True. Liquids make control difficult.

> full wine glasses that you absolutely must not spill balanced

I'm not sure what you mean by spilling. The liquids are usually contained in fully closed tanks and cannot spill. The thrust usually keeps the liquid at the bottom around the engine intakes. However, liquid sloshing inside the tanks is a problem.
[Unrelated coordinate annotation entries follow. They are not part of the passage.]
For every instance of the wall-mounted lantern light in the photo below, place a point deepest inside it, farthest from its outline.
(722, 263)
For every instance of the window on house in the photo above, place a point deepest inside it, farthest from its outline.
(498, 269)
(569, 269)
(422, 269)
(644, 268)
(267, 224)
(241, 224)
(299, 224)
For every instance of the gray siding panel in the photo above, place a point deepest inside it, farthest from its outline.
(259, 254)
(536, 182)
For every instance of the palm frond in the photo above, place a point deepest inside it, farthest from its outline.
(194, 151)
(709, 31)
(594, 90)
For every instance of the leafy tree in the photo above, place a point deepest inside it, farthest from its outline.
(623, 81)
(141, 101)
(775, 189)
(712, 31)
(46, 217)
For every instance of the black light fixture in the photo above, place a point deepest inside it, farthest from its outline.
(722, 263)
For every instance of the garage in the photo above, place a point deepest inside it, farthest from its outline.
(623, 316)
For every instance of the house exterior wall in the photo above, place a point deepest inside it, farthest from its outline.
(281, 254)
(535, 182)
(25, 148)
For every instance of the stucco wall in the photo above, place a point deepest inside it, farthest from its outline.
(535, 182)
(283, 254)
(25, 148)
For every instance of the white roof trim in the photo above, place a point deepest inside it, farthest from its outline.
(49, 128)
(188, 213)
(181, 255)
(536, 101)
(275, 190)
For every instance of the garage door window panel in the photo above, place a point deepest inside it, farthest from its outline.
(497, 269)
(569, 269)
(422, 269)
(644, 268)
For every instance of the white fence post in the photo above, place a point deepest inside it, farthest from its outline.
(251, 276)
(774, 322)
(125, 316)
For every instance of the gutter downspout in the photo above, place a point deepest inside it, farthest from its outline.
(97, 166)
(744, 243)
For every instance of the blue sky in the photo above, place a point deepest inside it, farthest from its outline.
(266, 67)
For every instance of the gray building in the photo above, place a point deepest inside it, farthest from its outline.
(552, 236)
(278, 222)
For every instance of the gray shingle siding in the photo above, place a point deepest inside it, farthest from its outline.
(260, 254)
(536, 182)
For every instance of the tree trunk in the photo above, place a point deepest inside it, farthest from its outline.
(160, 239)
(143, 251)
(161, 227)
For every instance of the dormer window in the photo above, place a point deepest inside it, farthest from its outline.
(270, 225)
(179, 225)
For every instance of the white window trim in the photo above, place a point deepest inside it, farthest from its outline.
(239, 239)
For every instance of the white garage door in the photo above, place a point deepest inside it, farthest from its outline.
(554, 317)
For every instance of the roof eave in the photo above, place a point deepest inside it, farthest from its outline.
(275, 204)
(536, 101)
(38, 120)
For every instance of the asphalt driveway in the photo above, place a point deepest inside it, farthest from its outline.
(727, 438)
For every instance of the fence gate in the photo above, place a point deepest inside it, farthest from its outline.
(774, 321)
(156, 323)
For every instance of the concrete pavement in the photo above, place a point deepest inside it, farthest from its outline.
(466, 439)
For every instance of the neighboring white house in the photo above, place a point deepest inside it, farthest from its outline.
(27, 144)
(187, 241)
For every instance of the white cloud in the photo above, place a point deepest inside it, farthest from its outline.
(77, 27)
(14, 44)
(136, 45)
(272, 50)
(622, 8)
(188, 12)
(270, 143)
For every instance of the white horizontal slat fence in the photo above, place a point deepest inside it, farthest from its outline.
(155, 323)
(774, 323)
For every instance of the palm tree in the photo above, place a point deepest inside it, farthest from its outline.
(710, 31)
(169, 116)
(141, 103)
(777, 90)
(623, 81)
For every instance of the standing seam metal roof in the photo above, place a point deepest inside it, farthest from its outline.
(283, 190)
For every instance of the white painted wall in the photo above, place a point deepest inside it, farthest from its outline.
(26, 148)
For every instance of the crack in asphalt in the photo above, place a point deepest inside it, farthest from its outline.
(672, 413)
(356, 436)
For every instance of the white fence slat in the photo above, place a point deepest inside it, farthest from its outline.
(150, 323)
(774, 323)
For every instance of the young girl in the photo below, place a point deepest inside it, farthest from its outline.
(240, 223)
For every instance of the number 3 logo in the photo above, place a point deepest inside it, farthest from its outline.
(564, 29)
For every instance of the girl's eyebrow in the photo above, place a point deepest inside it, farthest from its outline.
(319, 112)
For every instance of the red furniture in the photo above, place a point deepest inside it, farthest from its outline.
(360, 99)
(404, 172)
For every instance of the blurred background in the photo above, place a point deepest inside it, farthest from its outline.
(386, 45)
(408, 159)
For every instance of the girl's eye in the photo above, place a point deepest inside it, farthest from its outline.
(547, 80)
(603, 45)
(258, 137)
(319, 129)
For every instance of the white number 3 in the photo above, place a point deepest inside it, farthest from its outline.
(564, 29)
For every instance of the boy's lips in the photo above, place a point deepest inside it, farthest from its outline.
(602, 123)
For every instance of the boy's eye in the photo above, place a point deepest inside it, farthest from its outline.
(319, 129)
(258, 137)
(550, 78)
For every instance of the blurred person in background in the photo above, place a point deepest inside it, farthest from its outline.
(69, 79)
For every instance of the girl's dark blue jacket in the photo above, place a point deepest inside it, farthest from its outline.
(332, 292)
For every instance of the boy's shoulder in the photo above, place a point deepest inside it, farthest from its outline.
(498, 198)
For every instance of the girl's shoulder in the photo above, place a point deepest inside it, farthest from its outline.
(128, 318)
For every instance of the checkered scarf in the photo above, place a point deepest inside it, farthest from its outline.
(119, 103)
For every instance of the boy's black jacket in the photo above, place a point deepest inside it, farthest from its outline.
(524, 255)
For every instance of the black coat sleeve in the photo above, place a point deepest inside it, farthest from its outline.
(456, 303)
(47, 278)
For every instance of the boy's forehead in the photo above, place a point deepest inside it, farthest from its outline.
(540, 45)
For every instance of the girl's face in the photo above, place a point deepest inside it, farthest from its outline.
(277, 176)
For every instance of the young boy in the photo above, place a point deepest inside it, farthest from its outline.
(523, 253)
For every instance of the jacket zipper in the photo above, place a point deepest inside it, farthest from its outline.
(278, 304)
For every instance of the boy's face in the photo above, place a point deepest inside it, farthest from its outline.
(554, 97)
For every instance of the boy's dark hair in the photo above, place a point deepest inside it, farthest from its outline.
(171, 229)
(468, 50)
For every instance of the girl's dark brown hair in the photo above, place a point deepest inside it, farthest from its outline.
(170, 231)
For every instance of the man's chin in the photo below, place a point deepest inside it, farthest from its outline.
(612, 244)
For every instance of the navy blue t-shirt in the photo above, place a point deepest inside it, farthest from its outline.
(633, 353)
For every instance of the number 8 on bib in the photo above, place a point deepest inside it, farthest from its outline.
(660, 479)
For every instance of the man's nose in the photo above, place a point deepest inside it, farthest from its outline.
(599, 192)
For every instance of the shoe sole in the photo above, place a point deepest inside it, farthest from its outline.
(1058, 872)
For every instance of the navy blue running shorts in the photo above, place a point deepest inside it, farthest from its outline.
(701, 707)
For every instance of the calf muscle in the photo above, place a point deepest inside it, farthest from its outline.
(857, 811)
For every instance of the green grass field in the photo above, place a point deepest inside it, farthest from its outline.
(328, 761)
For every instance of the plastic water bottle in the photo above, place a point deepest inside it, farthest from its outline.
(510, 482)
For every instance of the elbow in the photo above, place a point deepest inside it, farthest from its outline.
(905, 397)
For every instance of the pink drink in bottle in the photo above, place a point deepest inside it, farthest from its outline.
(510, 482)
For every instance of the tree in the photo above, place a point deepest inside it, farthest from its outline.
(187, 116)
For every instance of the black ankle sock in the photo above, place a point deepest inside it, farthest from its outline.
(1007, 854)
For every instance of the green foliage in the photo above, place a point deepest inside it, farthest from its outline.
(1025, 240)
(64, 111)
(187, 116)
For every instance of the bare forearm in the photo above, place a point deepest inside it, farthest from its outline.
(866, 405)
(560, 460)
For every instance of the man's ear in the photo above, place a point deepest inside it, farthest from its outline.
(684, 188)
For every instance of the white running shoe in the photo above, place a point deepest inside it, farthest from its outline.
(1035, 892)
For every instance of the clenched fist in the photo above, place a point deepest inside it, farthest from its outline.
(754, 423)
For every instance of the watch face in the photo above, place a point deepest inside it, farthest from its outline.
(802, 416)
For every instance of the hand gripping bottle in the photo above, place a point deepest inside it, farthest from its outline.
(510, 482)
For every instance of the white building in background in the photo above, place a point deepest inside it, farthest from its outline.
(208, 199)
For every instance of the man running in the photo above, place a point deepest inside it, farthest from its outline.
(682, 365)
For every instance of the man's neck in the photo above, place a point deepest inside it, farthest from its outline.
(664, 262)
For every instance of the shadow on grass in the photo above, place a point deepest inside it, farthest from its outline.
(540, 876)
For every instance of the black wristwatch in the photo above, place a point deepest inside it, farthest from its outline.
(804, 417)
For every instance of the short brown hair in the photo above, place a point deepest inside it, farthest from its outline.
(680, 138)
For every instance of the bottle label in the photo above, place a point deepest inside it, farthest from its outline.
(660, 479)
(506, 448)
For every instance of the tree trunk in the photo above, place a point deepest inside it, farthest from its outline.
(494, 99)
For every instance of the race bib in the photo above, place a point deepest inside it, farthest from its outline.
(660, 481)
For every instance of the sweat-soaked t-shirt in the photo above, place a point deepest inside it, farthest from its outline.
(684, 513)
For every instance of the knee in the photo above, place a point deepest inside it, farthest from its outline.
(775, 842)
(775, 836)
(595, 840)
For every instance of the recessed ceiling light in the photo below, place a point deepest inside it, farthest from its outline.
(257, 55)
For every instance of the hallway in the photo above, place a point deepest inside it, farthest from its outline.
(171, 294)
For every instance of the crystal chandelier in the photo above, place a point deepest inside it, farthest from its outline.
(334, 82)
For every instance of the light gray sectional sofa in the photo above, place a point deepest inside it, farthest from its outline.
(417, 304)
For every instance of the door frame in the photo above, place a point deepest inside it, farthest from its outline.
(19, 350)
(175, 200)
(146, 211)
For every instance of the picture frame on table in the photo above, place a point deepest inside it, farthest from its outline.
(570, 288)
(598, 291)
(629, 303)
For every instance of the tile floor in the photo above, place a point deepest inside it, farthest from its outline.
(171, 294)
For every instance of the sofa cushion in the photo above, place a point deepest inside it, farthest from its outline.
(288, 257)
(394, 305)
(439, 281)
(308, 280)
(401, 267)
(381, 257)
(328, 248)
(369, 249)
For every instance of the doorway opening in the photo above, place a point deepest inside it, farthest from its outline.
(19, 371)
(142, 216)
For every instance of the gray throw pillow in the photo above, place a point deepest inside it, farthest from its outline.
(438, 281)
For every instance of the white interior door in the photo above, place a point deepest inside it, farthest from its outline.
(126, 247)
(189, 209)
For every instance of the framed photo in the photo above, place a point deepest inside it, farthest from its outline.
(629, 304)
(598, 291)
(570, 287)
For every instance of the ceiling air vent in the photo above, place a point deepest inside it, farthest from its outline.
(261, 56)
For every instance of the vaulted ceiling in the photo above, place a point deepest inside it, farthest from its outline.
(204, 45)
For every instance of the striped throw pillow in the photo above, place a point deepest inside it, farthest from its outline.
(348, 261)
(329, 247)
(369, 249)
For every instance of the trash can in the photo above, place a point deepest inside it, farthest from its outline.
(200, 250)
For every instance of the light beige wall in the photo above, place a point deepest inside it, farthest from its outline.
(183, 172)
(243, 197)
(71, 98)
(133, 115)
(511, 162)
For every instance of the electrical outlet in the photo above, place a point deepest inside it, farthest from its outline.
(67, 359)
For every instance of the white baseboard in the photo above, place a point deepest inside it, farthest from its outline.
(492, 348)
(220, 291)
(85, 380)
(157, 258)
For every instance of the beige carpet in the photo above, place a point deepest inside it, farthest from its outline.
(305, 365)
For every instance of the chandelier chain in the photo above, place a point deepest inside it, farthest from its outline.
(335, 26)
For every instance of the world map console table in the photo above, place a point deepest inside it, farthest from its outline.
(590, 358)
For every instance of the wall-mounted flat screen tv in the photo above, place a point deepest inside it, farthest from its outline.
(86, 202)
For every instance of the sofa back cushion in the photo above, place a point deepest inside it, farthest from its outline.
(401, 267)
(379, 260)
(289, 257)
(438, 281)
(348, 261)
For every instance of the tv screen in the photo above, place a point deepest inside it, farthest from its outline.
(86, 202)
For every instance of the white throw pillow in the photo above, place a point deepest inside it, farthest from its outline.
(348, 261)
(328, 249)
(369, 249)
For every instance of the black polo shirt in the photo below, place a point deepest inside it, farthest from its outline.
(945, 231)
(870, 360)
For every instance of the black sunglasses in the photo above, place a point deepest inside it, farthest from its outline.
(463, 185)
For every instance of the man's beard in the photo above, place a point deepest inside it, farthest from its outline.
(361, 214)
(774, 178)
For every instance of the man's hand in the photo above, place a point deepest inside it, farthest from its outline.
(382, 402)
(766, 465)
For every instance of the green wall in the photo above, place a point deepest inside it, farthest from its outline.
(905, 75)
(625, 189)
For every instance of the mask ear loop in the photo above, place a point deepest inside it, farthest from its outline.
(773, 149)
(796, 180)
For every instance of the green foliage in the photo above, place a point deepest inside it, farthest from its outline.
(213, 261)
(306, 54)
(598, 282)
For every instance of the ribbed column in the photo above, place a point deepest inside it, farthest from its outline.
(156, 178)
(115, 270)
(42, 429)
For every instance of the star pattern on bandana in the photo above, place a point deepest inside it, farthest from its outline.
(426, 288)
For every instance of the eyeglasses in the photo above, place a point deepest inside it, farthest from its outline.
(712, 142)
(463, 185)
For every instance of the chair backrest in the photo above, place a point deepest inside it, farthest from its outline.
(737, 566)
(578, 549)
Even with slosh dampers, sloshing liquid manages to create attitude disturbances that can cause control instability unless managed carefully.


My inner child of Doc Brown and Wernher von Kerman says, it's time to develop non-newtonian fuel sponges, which would release fuel if squeezed gently and steadily, but behave like solid if things start shaking too much, preventing sloshing.


Or maybe giant syringes? There can't be sloshing if there is no free space because top of cylinder just moves to adjust volume.


I believe https://en.wikipedia.org/wiki/MGM-52_Lance used roughly this configuration, with a gas generator pushing the back of the pistons. As I remember, the oxidizer and fuel pistons were physically connected (concentric, with concentric propellant tanks) to simplify getting the mixture correct.


It's a moving part to go wrong. But more than that, the fuel tank has very thin walls. I can imagine you don't want a solid object inside the tank that's able to get any momentum.

You do get baffles in liquid fuel tanks to cut down the effect, and some people have tried flexible bladders inside the rigid tanks for a similar reason but they don't work well with cryogenic fuels.


“Non-Newtonian fuel sponges” sounds way cooler though.


This actually makes perfect sense, so I'm hoping some rocket scientist will come and explain what are the "devils in the details" that prevent rockets from being built like this.


I'm sure it's easy: some liquids like oxygen and methane are stored under high pressure, you would need an incredibly well built seal and powerful piston. If it's a room temperature liquid probably there are less complicated solutions like baffles and bladders.

And then you'd gave to over engineer the rocket iself to not break when tipping over, not just the fuel tanks.


Some fighter planes go this. They use a bladder they compress, works the same.


When does a syringe become a piston?


When you remove outer wall?


my bad, the piston is indeed just the inner moving part, my point was that we think of syringe as easy because it is not under pressure, but if you think in terms of car piston/cylinder you appreciate more why this can't work in a rocket fuel tank.


I think they also don't actually use wine, gremlins or any glass containers...


Also, it's extremely windy.


In an inverted pendulum the support pushes up, in a rocket it pushes along the direction the rocket is pointed. You only need to steer the rocket, not balance it.


In a very real sense, you only need to "steer" the inverted pendulum, too.